SAÚDE

Pesquisadores mapeiam cérebro da larva de mosca e dão passo para entender a mente humana

Façanha científica em um animal é considerada um passo importante para completar a arquitetura cerebral dos humanos

Mapa do cérebro da larva da mosca-das-frutas, com 3.016 neurônios e mais de meio milhão de conexões.
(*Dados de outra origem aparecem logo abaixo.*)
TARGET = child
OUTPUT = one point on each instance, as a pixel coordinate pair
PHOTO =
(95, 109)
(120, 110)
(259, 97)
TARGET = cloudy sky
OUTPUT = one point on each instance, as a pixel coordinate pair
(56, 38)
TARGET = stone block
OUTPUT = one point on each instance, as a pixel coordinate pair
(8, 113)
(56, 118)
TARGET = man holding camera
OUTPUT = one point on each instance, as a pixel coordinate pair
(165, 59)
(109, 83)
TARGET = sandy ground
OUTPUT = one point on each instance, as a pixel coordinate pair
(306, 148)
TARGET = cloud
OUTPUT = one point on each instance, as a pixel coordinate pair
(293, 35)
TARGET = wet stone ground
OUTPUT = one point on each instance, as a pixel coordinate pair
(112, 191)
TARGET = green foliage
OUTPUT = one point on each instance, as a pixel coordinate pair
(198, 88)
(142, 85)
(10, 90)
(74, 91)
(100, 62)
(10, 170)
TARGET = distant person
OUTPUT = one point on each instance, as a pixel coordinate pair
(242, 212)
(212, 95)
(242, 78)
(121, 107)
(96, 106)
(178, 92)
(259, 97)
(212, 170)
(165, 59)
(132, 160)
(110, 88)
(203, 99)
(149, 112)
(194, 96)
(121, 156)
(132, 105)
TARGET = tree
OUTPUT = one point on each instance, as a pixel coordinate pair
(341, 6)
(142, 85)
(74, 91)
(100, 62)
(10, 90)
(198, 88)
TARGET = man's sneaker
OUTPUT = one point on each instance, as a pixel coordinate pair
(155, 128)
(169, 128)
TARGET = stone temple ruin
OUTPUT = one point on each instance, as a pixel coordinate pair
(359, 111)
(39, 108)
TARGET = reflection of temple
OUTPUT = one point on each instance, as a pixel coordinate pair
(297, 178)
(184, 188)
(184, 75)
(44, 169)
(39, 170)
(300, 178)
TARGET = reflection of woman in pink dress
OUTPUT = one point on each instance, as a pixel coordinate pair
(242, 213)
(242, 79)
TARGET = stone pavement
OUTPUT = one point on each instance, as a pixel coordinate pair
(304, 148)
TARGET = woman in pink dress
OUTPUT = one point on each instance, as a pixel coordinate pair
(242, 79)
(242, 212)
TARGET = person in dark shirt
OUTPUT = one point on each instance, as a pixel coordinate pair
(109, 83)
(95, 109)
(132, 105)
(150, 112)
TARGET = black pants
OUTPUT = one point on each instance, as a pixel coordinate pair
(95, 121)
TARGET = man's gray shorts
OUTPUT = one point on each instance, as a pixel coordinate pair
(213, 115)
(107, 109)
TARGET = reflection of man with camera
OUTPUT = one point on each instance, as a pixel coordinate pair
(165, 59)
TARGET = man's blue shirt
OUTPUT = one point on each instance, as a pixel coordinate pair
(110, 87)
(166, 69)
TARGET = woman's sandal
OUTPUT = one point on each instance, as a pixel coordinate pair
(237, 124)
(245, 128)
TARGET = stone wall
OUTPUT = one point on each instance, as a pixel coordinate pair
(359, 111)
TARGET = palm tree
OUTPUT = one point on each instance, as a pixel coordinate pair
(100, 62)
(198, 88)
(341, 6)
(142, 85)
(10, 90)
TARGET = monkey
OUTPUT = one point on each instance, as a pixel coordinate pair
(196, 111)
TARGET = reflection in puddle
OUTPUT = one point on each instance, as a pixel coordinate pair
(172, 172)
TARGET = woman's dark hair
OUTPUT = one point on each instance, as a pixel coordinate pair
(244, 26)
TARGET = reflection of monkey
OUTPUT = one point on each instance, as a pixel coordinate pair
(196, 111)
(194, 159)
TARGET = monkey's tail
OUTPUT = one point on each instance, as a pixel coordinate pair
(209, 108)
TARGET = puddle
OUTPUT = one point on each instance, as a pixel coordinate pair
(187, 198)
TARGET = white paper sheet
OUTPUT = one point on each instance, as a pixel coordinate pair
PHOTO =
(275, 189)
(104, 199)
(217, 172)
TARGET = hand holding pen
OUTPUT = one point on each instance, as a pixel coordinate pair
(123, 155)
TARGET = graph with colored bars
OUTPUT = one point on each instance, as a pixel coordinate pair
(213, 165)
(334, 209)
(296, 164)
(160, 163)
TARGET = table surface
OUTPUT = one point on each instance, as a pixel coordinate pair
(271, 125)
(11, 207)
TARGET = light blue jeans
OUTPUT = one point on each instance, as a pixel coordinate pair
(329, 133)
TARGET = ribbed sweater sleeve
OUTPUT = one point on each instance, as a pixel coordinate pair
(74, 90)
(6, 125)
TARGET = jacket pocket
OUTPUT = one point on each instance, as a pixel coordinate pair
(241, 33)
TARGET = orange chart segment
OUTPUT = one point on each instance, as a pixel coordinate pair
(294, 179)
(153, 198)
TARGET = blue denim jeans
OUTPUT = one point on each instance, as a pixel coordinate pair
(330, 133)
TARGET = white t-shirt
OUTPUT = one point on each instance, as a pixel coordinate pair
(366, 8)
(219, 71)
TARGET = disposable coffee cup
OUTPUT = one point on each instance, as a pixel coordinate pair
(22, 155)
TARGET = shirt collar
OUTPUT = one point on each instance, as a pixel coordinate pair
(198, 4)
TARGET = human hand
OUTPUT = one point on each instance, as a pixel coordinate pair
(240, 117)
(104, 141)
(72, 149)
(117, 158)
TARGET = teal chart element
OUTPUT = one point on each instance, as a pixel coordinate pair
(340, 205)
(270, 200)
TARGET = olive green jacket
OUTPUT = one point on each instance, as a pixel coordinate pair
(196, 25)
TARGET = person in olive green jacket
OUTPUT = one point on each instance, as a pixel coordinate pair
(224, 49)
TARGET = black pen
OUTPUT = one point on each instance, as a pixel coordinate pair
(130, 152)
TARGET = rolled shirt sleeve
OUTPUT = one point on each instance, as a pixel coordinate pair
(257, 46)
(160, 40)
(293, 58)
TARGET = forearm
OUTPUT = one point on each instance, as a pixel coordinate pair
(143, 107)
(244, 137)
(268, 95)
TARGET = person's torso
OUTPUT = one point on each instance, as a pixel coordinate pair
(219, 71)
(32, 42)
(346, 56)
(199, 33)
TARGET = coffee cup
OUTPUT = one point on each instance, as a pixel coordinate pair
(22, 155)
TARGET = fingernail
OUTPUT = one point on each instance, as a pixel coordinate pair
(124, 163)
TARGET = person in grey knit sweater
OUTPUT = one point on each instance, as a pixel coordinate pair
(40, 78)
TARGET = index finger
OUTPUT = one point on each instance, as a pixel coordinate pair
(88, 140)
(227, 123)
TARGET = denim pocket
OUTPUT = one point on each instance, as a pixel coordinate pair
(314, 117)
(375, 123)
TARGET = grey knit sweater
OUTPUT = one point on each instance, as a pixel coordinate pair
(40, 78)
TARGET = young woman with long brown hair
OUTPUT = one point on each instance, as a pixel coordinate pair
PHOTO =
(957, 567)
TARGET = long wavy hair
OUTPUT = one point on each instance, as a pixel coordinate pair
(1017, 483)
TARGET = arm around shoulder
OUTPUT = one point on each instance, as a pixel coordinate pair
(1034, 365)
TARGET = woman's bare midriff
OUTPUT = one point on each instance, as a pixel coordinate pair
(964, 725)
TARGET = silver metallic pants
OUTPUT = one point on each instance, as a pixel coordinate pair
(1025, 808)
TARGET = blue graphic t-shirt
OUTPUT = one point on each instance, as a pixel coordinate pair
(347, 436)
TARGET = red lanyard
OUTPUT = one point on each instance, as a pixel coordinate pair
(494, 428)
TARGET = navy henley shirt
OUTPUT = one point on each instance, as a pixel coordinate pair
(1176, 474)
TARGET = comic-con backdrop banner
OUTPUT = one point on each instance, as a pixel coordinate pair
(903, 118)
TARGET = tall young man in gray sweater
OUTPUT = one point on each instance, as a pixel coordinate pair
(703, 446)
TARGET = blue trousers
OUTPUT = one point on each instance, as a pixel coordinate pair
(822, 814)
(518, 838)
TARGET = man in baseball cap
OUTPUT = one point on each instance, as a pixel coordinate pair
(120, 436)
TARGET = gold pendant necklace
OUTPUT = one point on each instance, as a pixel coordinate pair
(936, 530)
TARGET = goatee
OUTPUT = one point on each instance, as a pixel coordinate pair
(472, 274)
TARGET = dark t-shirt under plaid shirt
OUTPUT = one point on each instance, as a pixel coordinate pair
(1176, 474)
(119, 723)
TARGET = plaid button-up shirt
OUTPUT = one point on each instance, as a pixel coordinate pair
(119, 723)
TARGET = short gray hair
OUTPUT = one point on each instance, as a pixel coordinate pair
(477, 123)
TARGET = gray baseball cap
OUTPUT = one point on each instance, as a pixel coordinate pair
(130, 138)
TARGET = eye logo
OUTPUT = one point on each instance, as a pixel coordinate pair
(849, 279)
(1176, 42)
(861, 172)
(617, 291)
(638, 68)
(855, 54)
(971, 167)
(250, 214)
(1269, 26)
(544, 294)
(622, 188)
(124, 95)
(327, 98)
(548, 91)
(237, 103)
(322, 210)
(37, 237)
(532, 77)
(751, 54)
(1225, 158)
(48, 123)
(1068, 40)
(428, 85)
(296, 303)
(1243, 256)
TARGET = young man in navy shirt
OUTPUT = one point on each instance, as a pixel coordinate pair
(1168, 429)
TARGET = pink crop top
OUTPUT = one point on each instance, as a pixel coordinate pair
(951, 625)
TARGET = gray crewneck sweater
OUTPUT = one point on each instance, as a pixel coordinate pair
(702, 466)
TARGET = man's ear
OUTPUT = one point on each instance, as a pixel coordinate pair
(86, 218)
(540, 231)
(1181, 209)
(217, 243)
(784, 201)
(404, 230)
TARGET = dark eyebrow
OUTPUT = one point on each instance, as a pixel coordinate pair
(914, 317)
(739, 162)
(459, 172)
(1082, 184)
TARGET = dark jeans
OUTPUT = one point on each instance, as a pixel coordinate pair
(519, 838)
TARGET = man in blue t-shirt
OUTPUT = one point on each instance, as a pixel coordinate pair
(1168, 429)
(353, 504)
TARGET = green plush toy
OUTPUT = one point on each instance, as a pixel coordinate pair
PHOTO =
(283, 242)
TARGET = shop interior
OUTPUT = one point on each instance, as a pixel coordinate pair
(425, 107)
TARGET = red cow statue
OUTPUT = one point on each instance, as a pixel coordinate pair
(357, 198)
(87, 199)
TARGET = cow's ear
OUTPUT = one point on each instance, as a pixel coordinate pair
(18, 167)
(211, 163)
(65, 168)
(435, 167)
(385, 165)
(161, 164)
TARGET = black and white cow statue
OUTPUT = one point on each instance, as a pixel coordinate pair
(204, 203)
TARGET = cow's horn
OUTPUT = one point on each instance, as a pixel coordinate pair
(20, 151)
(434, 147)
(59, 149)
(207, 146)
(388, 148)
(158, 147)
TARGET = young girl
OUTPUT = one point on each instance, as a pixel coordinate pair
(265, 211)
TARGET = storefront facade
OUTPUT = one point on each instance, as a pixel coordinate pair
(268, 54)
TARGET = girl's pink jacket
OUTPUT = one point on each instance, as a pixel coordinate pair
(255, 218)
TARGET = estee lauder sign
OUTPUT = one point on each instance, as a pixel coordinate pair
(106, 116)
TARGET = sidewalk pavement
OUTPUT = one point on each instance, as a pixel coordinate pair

Mapa do cérebro da larva da mosca-das-frutas, com 3.016 neurônios e mais de meio milhão de conexões.  - Foto: Divulgação/Universidades de Cambridge e Johns Hopkins

A humanidade só conseguiu mapear célula por célula três minúsculos sistemas nervosos com algumas centenas de neurônios: o do verme de laboratório Caenorhabditis elegans, o da larva do invertebrado marinho Platynereis dumerilii e o de um minúsculo animal que vive preso ao rochas rochas oceânicas, Ciona intestinalis.

Uma equipe chefiada pelo biólogo espanhol Albert Cardona e sua colega croata Marta Zlatic agora alcançaram uma façanha científica. o mapa do cérebro completo da larva da mosca-das-frutas, uma estrutura com 3.016 neurônios e 548 mil conexões entre eles.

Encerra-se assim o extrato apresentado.